SIOUX FALLS, S.D. (KELO) — A new type of pain management is helping knee surgery patients recover more quickly and without the need for high-dose opioid painkillers.
Julie Becker is the Executive Director of the St. Francis House. It’s a demanding job coordinating staff and volunteers and helping residents get a job and get back on their feet.
Sitting still is not one of Becker’s strong suits.
“People who know me know I’m not in my office all the time. I like to mingle and talk with the guests, I have donors who come in. I like to make sure my staff feels supported and so being able to do that I have the luxury of being able to move around quite a bit,” said Becker.
Becker says she puts in 10,000 steps a day.
All that moving took its toll on her knees.
Becker has a unique perspective when it comes to knee surgery because she’s had two of them, one the traditional way, the other with a procedure before the surgery.
After her first knee replacement, Becker says her recovery was tough.
“I was in so much pain that I remember the first day of physical therapy I sat in the wheelchair and just cried,” said Becker.
Becker is one of the many people who don’t handle opioids well.
So when it came time for her second knee replacement her knee surgeon remembered the challenges she faced and recommended a new procedure to help manage the pain.
“I was supposed to be the first but I think I was like 3rd of 4th,” said Becker.
The procedure involves freezing nerves with a device called the Lovera.
“Pain is the number one limiter of people being able to get back to rehab,” said Buchanan.
Dr. Jonathan Buchanan specializes in sports medicine. He spent 10 years as one of the team physicians with the NBA’s Portland Trailblazers before being lured to Avera’s new Human Performance Center in Sioux Falls.
“If there is a way we can treat patient’s pain before the surgery so that when they come out of surgery they have less pain then they don’t need the narcotics and they are up walking around, seems like a miracle seems like they are walking around that day or the next day,” said Buchanan.
Dr. Buchanan says there are three or four main nerves in the knee that transmit pain to the brain.
“People think of nerves more like wires running through your body, but really they are tubes of water. And if you put something really cold by something filled with water the water expands, kind of like taking a water bottle and throwing it into your freezer, it breaks open. So if you can put a really cold needle next to that water, the nerve then it breaks the nerve open and it kills the nerve. And people get a little nervous and uh oh my nerve is dead now, but they regenerate so,” said Buchanan.

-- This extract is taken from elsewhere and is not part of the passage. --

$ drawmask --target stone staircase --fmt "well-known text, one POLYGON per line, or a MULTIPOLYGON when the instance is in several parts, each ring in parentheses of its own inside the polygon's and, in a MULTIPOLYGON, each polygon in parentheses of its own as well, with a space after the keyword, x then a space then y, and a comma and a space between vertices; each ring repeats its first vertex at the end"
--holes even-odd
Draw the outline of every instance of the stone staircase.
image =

The process works by locating the nerve, inserting a probe, and introducing a very localized freezing effect.
“And then I’ll push the button and you can see the ice forming, it just forms a little ball of ice on the end of the needle. And like I said the nerve is a hair’s breadth or a pencil lead thickness so as long as you are close you can still catch the nerve,” Buchanan said.

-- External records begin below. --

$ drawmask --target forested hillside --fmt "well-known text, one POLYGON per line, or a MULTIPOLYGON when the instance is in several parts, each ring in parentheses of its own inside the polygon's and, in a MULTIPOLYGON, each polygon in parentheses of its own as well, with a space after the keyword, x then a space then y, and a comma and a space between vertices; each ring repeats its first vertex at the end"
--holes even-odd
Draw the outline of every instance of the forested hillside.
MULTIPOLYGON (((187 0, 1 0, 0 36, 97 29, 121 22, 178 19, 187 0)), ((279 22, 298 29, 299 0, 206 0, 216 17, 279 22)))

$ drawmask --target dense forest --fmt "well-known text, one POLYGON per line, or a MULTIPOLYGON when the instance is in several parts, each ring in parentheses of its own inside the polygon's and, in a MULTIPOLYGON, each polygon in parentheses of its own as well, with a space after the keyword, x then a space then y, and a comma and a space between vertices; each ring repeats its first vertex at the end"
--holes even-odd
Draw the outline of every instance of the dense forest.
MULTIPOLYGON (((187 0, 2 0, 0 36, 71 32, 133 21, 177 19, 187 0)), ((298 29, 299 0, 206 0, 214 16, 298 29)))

Dr. Buchanan says nerves deep in the knee will have no sensation for 3 or 4 months. During that time patients like Becker can get in the bulk of their rehab before the nerve grows back.
“The more you get up and move and walk and do those types of things, it keeps that joint moving. If it lays still for a long period of time it’s kind of like the tin man, you got to get it moving… my recuperation was much easier I did all 32 sessions of physical therapy on both knees but this one was ten times better,” Becker said.
This technology holds a lot of promise. Dr. Buchanan says once ultrasound improvements are made then smaller nerves can be located.
“We are able to catch branches of nerves and treat a wider variety of pain. Now my goal as a sports medicine physician is to restore function right, so I want people getting better, so treating the nerve is like my last-ditch effort to get people better. I’m not a pain doctor, I’m a function doctor,” said Buchanan.
Dr. Buchanan admits there can be side effects, it doesn’t always work, and sometimes he has to repeat the procedure to get the desired effect. But for patients like Becker, it’s been a difference-maker.
“I’m a true testament of the new way is 10 times better than the old way,” Becker said.
The Lovera procedure has been around for a few years now.
Those who don’t tolerate painkillers or who have certain medical conditions are top candidates prior to knee replacement surgery.